高金利通貨が長期で下落することは地震と同じ
いつ来るかはわからないけれど、必ず来る。
中期:貿易・経済収支
▼例:日本が米国に対して貿易黒字の場合
貿易黒字国(日本)は輸出企業が貿易で得た外貨を円に変えるため(ドル売り円買い)、円が強くなりやすい。
長期:購買力平価(インフレ率格差)
- インフレの国の通貨:長期的には売られる
- デフレの国の通貨:長期的に買われやすい
購買力平価
インフレ率の差で為替が決まるという考え方
購買力平価の例
日本と米国で売られている同じ消しゴムの値段
- 米国:1ドル
- 日本:100円
同じ消しゴムだから、それを買うためのお金の価値も同じ。
1ドル=100円という為替レートが正しい。
1年後の日本と米国で売られている同じ消しゴムの値段
- 米国はインフレ:1ドル⇒1.6ドル
- 日本はデフレ:100円⇒80円
為替レートが1ドル=100円のままだった場合
日本で80円で消しゴムを買って、それを米国で売れば1.6ドルが手に入る。
1.6ドルを日本円に戻せば、160円もらえる。
160円-80円で80円の儲け
儲かるからみんなこうした取引をする。
この取引は外貨を円に変えるので円高になる。
儲からなくなる(為替レートが1.6ドル=80円になる)まで繰り返される。
同じ消しゴムなのだから、異なる通貨でも同じになるように調整されるという考え方が購買力平価。
米国よりインフレ率の高かった国
- メキシコ
- アイスランド
為替が米ドルに対して下落
米国よりインフレ率が低かった国
- 日本
- スイス
為替が米ドルに対して上昇
現在のドル円の購買力平価

購買力平価(企業物価):95.08
実勢相場:110.01
購買力平価だけを考えると今後円高に進む可能性が高い。
海外資産を多く持っている方は注意が必要です。
国際通貨研究所が最新の購買力平価情報を公開してくれています。
購買力平価の限界
- 各国独自の事情を考慮していない(日本の量的緩和政策等)
- 消費税が高い国は同じものでも値段が高くなる
- 自由競争市場が成立している前提なので関税などの考慮がない
昔は1ドル=1円だったって知ってますか?
明治維新後、1871年に新貨条例で「両」→「円」に変わり、レートが1ドル=1円に設定された。

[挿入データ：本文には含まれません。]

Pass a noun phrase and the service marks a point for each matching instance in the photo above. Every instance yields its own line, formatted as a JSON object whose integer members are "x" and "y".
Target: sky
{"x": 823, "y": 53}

戦前まで、1ドル2~4円程度で推移していたが、終戦後は年に何百パーセントっていう超インフレの状態が続き、円が急落し1ドル=360円となった。
1ドル=360円というレートは、終戦後の超インフレによる通貨価値の激減を反映して決められた。
以前から気にはなっていたんですよ。他の通貨は1ドルに対して1に近い数字なのに、円だけがやたらと離れている。戦後のハイパーインフレが原因だったとは。
約10年ほど前1ドル70円台ですごい円高って言われてましたが、戦前に比べると全然大したことないですね(笑)。